"They, who are of Christ, have crucified their flesh, with the vices and concupiscence's" (Gal. v. 24)
St. Dominic well knew that without the spirit of prayer and mortification all his works would be in vain. From his childhood, therefore, he was a model of mortification. Though most innocent, he longed to suffer with Jesus and to weep for the sins of others, in imitation of his Blessed Lord.

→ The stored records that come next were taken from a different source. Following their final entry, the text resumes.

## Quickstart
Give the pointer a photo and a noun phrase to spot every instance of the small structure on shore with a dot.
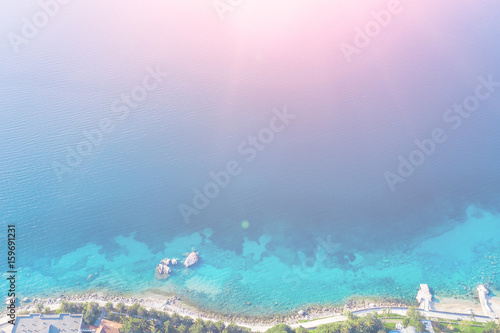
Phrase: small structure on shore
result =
(191, 259)
(424, 297)
(162, 271)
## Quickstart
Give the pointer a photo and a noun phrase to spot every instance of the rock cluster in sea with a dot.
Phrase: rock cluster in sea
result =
(191, 259)
(163, 270)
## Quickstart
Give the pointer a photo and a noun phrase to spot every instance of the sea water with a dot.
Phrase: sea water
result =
(308, 216)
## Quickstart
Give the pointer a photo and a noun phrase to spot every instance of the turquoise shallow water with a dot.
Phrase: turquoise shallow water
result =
(322, 223)
(261, 273)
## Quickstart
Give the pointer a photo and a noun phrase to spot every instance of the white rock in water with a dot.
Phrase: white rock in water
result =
(162, 271)
(191, 259)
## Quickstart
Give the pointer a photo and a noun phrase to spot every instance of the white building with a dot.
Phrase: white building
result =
(38, 323)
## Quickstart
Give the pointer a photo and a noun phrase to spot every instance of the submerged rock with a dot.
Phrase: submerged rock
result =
(191, 259)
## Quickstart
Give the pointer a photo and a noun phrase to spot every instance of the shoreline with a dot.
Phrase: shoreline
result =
(174, 304)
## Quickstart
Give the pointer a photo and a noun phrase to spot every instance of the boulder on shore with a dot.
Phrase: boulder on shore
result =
(162, 271)
(191, 259)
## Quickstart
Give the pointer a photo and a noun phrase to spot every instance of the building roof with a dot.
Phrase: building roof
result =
(38, 323)
(108, 326)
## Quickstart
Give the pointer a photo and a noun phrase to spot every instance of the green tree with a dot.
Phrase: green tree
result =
(491, 327)
(132, 310)
(142, 312)
(220, 326)
(167, 327)
(120, 307)
(109, 306)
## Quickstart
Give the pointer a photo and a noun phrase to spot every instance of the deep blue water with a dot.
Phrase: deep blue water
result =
(311, 219)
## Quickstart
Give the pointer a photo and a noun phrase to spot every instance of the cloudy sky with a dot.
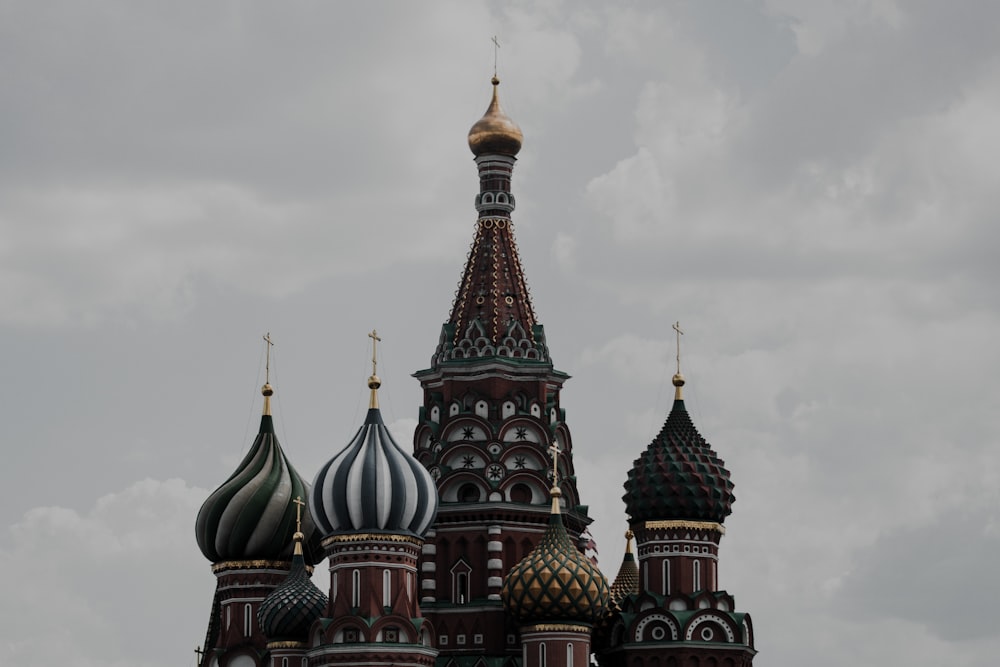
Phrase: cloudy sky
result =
(811, 188)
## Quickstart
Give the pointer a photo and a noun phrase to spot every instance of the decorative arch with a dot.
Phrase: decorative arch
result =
(650, 627)
(714, 620)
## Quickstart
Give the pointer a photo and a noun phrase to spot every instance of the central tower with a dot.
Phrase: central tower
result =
(490, 414)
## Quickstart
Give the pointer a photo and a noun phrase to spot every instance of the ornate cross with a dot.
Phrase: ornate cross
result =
(677, 328)
(555, 451)
(496, 49)
(299, 504)
(267, 366)
(375, 341)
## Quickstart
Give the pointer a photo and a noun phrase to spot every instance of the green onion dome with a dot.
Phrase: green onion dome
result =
(555, 582)
(252, 515)
(495, 133)
(627, 580)
(290, 609)
(679, 476)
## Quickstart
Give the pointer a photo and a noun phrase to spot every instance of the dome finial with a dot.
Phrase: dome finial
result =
(678, 378)
(555, 491)
(267, 390)
(298, 536)
(373, 381)
(496, 52)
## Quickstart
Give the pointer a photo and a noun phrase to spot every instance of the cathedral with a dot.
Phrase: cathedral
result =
(470, 550)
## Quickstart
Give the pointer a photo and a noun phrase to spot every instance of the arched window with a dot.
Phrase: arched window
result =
(520, 493)
(356, 588)
(468, 493)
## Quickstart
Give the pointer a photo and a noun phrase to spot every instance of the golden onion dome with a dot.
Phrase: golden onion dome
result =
(555, 582)
(495, 133)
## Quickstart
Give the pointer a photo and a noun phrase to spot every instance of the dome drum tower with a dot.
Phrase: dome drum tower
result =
(490, 413)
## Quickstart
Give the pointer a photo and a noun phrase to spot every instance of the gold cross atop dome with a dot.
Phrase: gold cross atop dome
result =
(299, 504)
(678, 378)
(496, 51)
(374, 382)
(267, 390)
(555, 491)
(298, 536)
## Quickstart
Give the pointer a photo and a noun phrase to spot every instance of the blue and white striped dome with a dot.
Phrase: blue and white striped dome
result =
(373, 485)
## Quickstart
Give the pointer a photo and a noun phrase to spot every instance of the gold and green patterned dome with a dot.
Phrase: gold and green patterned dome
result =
(555, 582)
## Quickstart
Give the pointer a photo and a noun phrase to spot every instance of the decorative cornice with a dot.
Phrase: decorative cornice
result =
(557, 627)
(283, 565)
(277, 645)
(680, 523)
(372, 537)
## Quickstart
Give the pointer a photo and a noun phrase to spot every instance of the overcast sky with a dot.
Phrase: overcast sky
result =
(812, 189)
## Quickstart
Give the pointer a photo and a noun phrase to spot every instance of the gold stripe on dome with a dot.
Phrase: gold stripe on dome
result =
(253, 565)
(275, 645)
(371, 537)
(557, 627)
(689, 525)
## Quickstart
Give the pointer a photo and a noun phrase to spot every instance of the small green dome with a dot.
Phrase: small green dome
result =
(679, 476)
(252, 515)
(290, 609)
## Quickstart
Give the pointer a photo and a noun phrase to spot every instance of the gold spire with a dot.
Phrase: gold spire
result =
(373, 381)
(298, 536)
(267, 390)
(496, 52)
(678, 378)
(555, 491)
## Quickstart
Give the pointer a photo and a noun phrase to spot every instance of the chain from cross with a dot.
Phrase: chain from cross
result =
(677, 328)
(375, 341)
(267, 363)
(555, 452)
(496, 49)
(299, 504)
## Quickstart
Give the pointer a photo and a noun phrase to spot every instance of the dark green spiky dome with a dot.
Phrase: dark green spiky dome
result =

His penances were most rigorous. At all times gentle to others, he spared himself neither sleeping nor waking. Day and night he girded himself with an iron chain. His fasts, most severe in themselves were continued until death. During his journeys on foot he suffered much. Even when wearied nature obliged him to take some repose, it was hard stones or leaning against the altar steps, that he reclined his exhausted body. Whole nights he passed in the church; never did he posses a bed or room which could be called his own. Whenever he did not remain in the church, he gladly accepted whatever accomodations the brethren had prepared for him. Ever a most faithful observer of the rule of his Order, he was likewise careful that his followers should also adhere to it. Hence he always rebuked any infractions of the constitutions; but so gentle and affectionate was his manner, that penance coming from his hands, almost ceased to be a penance. As his life was one of charity for his neighbor, so was it one of mortification for his neighbor's sins.
Am I convinced, with St. Dominic, that there is no sanctity possible without mortification? He was most innocent; I have often offended God. How then can I hesitate to walk in his steps? Have I ever vigorously attacked my passions? What is my prevailing weakness? Am I strong to overcome it? Do I not rather hesitate at the first sting of mortification, and is not the shadow of the cross sufficient to frighten me? How often have I tried to justify my cowardice! How often have I drowned the reproaches of my conscience by the din of worldly pleasures! Can I not accuse myself of duty neglected simply because duty was irksome? I have forgotten God. I have not thought of the many offences which others commit against Him. Even my own sins I have sought to palliate instead of doing a rigorous and continued penance for them. Thus do I find that I have not as yet made the first step in the way of perfect virtue. Assist me, great St. Dominic! Animate my courage that I may not falter in walking after thee.